For these tests I used a pair of 8GB cloud servers that I’ve clocked at around 5000 synchronous 4KB IOPS (2400 buffered 64KB IOPS) before, plus a similar client. The very first thing I did was test local performance to verify that local performance was as I’d measured before. Oddly, one of the servers was right in that ballpark, but the other was consistently about 30% slower. That’s something to consider in the numbers that follow. In any case, I installed Ceph “Argonaut” and GlusterFS 3.2 because those were the ones that were already packaged. Both projects have improved since then; another thing to consider. Let’s look at the boring number first – buffered sequential 64KB IOPS.

Async 64KB graph

No clear winner here. The averages are quite similar, but of course you can see that the GlusterFS numbers are much more consistent. Let’s look at the graph that will surprise people – synchronous random 4KB IOPS.

Sync 4KB graph

Oh, my. This is a test that one would expect Ceph to dominate, what with that kernel client to reduce latency and all. I swear, I double- and triple-checked to make sure I hadn’t reversed the numbers. My best guess at this point is that the FUSE overhead unique to GlusterFS is overwhelmed by some other kind of overhead unique to Ceph. Maybe it’s the fact that Ceph has to contact two servers at the filesystem and block (RADOS) layers for some operations, while GlusterFS only has a single round trip. That’s just a guess, though. The important thing here is that a lot of people assume Ceph will outperform GlusterFS because of what’s written in a paper, but what’s written in the code tells a different story.

Just for fun, I ran one more set of tests to see if the assumptions about FUSE overhead at least held true for metadata operations – specifically directory listings.
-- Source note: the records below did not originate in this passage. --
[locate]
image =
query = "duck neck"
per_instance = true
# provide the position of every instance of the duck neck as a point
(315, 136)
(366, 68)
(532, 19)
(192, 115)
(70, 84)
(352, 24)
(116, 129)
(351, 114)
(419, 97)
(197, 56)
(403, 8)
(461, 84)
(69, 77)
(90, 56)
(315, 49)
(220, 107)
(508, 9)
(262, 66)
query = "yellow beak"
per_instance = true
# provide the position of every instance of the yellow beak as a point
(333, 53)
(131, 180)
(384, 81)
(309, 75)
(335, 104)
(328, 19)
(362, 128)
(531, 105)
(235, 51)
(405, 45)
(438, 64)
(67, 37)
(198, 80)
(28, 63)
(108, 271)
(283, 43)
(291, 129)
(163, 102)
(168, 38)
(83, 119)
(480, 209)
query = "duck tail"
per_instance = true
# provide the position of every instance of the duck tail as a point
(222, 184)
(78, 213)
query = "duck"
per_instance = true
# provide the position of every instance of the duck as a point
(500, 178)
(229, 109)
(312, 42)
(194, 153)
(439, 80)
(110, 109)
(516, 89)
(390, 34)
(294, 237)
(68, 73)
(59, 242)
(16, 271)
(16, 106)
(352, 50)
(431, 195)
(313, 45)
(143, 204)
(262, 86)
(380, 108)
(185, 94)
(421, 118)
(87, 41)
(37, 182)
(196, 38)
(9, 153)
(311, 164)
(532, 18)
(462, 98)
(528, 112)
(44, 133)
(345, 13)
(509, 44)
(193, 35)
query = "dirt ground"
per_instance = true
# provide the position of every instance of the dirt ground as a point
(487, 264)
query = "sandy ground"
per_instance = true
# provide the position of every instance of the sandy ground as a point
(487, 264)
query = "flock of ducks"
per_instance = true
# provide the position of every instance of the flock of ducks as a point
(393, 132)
I created 10K files, did both warm and cold listings, and removed them. Here are the results in seconds.

Ceph GlusterFS
create 109.320 184.241
cold listing 0.889 9.844
warm listing 0.682 8.523
delete 93.748 77.334

Not too surprisingly, Ceph beat GlusterFS in most of these tests – more than 10x for directory listings. We really do need to get those readdirp patches in so that directory listings through FUSE aren’t quite so awful. Maybe we’ll need something else too; I have a couple of ideas in that area, but nothing I should be talking about yet. The real surprise was the last test, where GlusterFS beat Ceph on deletions. I noticed during the test that Ceph was totally hammering the servers – over 200% CPU utilization for the Ceph server processes, vs. less than a tenth of that for GlusterFS. Also, the numbers at 1K files weren’t nearly as bad. I’m guessing again, but it makes me wonder whether something in Ceph’s delete path has O(n²) behavior.
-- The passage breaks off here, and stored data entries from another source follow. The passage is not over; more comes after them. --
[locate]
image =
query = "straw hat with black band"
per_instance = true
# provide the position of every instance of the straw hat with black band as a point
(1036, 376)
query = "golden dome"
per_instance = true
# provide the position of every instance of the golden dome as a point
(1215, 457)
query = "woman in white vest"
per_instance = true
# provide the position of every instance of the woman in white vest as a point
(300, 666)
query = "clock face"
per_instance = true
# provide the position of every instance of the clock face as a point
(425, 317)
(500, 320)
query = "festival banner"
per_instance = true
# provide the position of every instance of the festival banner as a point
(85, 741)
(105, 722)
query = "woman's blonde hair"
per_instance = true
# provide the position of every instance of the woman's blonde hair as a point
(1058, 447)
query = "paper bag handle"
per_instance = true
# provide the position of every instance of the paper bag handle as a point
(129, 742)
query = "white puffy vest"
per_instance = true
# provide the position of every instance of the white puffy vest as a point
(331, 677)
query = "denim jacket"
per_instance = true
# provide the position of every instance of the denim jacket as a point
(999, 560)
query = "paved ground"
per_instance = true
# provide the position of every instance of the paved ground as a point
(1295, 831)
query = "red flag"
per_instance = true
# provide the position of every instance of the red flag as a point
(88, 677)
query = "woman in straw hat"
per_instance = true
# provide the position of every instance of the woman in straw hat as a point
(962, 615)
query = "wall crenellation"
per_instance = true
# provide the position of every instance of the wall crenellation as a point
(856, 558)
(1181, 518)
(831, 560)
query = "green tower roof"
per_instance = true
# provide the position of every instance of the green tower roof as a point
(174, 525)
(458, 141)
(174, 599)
So, what can we conclude from all of this? Not much, really. These were really quick and dirty tests, so they don’t prove much. It’s more interesting what they fail to prove, i.e. that Ceph’s current code is capable of realizing any supposed advantage due to its architecture. Either those advantages aren’t real, or the current implementation isn’t mature enough to demonstrate them. It’s also worth noting that these results are pretty consistent with both Ceph’s own Argonaut vs. Bobtail performance preview and my own previous measurements of a block-storage system I’ve been told is based on Ceph. I’ve seen lots of claims and theories about how GlusterFS is going to be left in the dust, but as yet the evidence seems to point (weakly) the other way. Maybe we should wait until the race has begun before we start predicting the result.

 

Split and Secure Networks for GlusterFS

Users often ask if there’s a reasonable way to run GlusterFS so that clients connect to the servers over a public front-end network while the servers connect to each other over a separate private back-end network. This is actually a really good idea, because it helps to isolate things like self-heal and rebalance traffic on a separate network from the one the clients are using (though they still contend for resources on the servers so it’s no panacea). The basic problem is that both client-server and server-server connections are done using the same names, which in a normal configuration will resolve for everyone to the same addresses on the same network. The dirty way to deal with this is to use /etc/hosts or “split horizon” DNS so that the names actually resolve differently – to the front end when queried from the client and to the back end when queried from a server. You can also use host routes. These approaches basically work, but they have some flaws.

  • They require extra server configuration (i.e. outside of GlusterFS) that might be forgotten when servers are replaced or rebuilt. If that happens, you won’t get a clean or obvious failure. Instead you’re likely to get an overloaded front-end network.
  • They affect all traffic between the servers, even that not related to GlusterFS.
  • Inconsistent name resolution often leads to all sorts of other hard-to-debug problems.

I’m going to suggest something that doesn’t solve the first problem (in fact it’s even uglier in many ways) but might avoid the other two. Let’s say you have two servers (gfs1 and gfs2) and each have interfaces on two separate networks (front and back). If you also have a reasonably modern version of iptables you can do something like this on gfs1.

iptables -t nat -A OUTPUT -p tcp -d gfs2-front -j DNAT --to-destination gfs2-back
iptables -t nat -A POSTROUTING -p tcp -s gfs1-front -d gfs2-back -j SNAT --to-source gfs1-back

Then you do the inverse on gfs2 and voila – any connections initiated by one to the other get forced onto the back-end network even though they’re using the front-end names and addresses. You can actually generalize the POSTROUTING rule so that it uses netmasks instead of specific hosts, but you’re pretty much stuck adding a new OUTPUT rule for each peer. I told you it’s uglier than the other approaches. The real key thing that makes this different is that you can make it more specific to GlusterFS traffic, leaving other traffic alone, by adding more iptables rules for specific ports. For example:

iptables -t nat -I OUTPUT -p tcp --dport 655 -j ACCEPT

Because this is an insert instead of an append, this rule is hit first and exempts port 655 from the back-end forcing. This is actually pretty important in certain cases. For example, some readers might have recognized port 655 as the one used by tinc. I don’t actually have two physical networks, so I used tinc to create a sort of VPN with separate interfaces. If I hadn’t added the exception above, tinc’s traffic would get forced onto the VPN that tinc itself is providing. That causes an infinite loop and everything breaks, as I found many times before I came up with the “magic” iptables formula above.

There’s more to using tinc than just simulating an extra network, though. It’s also a secure network. Using this trick, you can have your server-to-server connections encrypted and authenticated, without needing to change anything in GlusterFS. I imagine that tinc’s compression feature could also be useful in some cases, though in general probably not.

None of this is any substitute for having advanced networking features in GlusterFS itself. Messing around with tinc and iptables is still awkward at best, there are significant performance implications, it doesn’t do anything for RDMA because it’s all IP-based, and it still doesn’t handle even more advanced configurations such as multiple front-end networks. Still, some people might like to know that it’s possible to do these things today, without having to wait for the appearance of these features in the code itself.